From: Carrol Cox 



Doug Henwood wrote:



I would include among those matters which "We simply do not know" the
rise of mass popular movements (such as the civil-rights movement. 
^^^^
CB: The problem with this is that there were civil rights activist in
the decades before "the" civil rights movement took off in the fifties -
W.E.B. Dubois, Paul Robeson, Benjamin Davis, Rosa Parks, The Civil
Rights Congress, The National Negro Labor Council, even the organizing
of the UAW, etc. .  These activists had optimism of the will, and some
sober assessment of the intellect that a civil rights movement that
there was some probability that a movement would take off. So, it is not
accurate to say nobody "knew" at all, that it was absolutely uncertain
in advance. Maybe you didn't know, and a lot of other people didn't
know. But some people had some knowledge that it would. They knew there
was a possibility that it would happen, that's why they were organizing.
Rosa Parks didn't just "happen" to sit up front one day. There is some
information that she was a local Communist Party member, like the
deacons who were the  backbone of the Party in Alabama. The movement was
not utterly unpredictable for some certain people, cp.
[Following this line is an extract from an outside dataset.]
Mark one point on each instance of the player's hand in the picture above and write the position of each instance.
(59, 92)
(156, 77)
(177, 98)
The ANC slogan - "the struggle continues;victory is certain " - is
interesting in this context.

^^

They
are utterly unpredictable, which is why we must always act as though
one
is about to burst upon us in the next five years. It is because
various
left individuals & grouplets so act that, when such a mass movement
arises, the experienced local cadre are available. This means that
whole
generations of leftists must 'waste' their entire lives preparing for
occasions which are in Keynes's terminology "uncertain."
 ^^^^
CB; Actually , I agree with your conclusion that we must be always
ready, prepared, like boy scouts. But, it should be with some sense that
it is possible, it is not completely unknown. This is also for the
morale of the cadre. Otherwise, we ask them to adopt a religious,
faithful mentality.  There is a possibility of change based on real
evidence, not blind faith in revolution.

^^^^

Doug has called this fatalism, if I understand him, but it is no more
fatalist than Keynes.

Carrol

^^^^^
CB: It is a sort of blind faith. As materialists we should be pushing
reasoned faith or reasoned optimism.